22 June 2012

ACC bonus pay for claimant cull

An article from the New Zealand Herald by Adam Bennett
Cabinet minister Judith Collins has admitted that ACC staff get higher pay for kicking long-term claimants off the corporation's books but defends the strategy as "a good thing" because it gets the clients back to work.
The financial incentives are just one of a number of tactics - including handpicking medical assessors - that ACC has adopted to improve its bottom line, Green Party MP Kevin Hague alleges.
ACC documents obtained by Mr Hague yesterday showed case managers' pay was bumped up when they exceeded management targets, including reducing the number of long-term claimants being paid weekly compensation. Their pay was reduced if they failed to meet those targets. The performance-pay structure amounted to "a bonus - or a disincentive if they don't kick them off as fast as ACC would like", said Mr Hague, the Greens' spokesman on ACC. The performance-pay plan also applied to team leaders, technical claims managers and branch managers.
Ms Collins said that while meeting targets for the number of long-term claimants on ACC's books was among the criteria staff pay was linked to, it was only one component.
"If they do well in the rest of their framework then that shouldn't affect their remuneration," the ACC Minister said.
She said measures that helped ACC encourage people back into work where appropriate were "a good thing".
"I don't see any problem with that, but where I do see a problem is if anyone's being forced off ACC when they're simply not able to work, and I think that's a different thing all together," Ms Collins said.
But Mr Hague said the performance pay increased the risk that "we end up with decisions about whether or not someone is entitled to compensation being driven by the financial interests of the case managers and their managers rather than the clinical needs of the claimants, which is the basis they should be made on".

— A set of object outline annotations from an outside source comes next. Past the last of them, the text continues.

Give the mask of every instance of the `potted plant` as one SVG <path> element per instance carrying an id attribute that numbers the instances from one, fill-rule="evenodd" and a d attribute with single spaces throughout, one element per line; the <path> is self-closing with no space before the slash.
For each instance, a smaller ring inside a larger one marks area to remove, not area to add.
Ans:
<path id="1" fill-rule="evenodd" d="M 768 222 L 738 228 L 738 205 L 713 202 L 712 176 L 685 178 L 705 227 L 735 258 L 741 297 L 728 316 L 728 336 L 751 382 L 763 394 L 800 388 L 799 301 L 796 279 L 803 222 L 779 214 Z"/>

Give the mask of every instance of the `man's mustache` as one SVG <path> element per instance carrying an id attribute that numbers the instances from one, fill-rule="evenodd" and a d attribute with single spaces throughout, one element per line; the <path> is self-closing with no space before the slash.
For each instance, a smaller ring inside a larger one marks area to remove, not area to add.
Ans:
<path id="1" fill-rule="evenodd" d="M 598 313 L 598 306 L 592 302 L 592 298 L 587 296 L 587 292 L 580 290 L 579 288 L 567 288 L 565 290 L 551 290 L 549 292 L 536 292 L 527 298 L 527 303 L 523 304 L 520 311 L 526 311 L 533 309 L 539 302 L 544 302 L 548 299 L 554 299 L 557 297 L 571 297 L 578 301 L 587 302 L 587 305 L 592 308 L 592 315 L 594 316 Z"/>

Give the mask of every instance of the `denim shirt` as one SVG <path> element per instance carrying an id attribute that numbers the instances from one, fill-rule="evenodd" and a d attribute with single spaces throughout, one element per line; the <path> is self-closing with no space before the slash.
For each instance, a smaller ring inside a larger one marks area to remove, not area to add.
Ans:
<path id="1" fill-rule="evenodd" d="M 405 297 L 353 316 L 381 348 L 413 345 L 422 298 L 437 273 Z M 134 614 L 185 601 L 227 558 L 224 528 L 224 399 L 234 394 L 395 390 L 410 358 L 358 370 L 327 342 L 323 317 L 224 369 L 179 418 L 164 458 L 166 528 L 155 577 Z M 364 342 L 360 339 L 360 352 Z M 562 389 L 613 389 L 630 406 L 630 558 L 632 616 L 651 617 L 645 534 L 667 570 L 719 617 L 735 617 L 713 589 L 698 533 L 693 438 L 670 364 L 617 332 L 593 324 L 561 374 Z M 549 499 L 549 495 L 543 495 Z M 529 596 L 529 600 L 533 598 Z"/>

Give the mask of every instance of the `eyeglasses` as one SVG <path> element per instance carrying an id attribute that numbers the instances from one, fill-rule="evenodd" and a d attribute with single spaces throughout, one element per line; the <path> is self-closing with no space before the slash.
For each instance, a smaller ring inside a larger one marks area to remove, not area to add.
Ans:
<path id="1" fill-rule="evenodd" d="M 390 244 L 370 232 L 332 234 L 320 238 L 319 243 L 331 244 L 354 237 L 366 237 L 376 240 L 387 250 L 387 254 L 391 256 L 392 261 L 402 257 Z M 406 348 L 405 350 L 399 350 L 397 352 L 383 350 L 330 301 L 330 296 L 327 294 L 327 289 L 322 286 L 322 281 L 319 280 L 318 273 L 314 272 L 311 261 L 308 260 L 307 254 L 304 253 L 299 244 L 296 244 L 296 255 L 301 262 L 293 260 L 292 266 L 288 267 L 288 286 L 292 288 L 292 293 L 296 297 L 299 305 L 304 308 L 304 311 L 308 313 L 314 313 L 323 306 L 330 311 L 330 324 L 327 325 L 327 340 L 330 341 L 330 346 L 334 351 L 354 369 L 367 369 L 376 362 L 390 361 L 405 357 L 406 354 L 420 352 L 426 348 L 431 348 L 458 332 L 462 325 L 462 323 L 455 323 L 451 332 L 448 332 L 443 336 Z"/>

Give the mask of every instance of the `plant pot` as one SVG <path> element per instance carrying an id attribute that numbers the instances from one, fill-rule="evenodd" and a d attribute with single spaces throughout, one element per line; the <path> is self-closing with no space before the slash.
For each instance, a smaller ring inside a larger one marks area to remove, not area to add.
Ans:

He said the information he obtained yesterday under the Official Information Act was unsurprising given "we've known now for quite some time that ACC has been pursuing a deliberate strategy of targeting these long-term claimants".
The performance-pay scheme "works hand in glove with ACC's use of medical assessors whom they have handpicked on the basis of being likely to give ACC the decision they would like, and that would be in the financial interest of the case managers".
Responding to Mr Hague's questions in Parliament yesterday, Ms Collins said ACC used specialist, independent vocational rehabilitation services and clinicians, "and that is quite different from the case managers".
ACC's strategy around long-term claimants dates back three years when the corporation identified them as a threat to its long-term financial sustainability. A 2009 Executive Leadership Team Issues Paper by senior manager Phil Riley outlined a tougher new approach to long-term claims, including a "culture change" he said should foster "a stronger balance by staff between customer focus and scheme-liability management, and increasing personal responsibility by clients".
Mr Riley estimated that the strategy could reduce ACC's liabilities by $900 million to $1.4 billion by next year.
Yesterday, Mr Hague said: "This sort of scheme is symptomatic of a sick culture within ACC. ACC needs to return to being an organisation that focuses on prioritising claimants needs."
In 2010 and again this year, the Herald ran a series of articles about the ACC's hard line with claimants, particularly those making claims for surgery. During the series, more than 400 people complained about their ACC cases.
Some lawyers and independent orthopaedic surgeons criticised ACC over its crackdown on surgery access. They alleged it relied on brief, weak opinions from its doctors, some of whom had retired from treating patients and were often not specialists in the areas they advised on.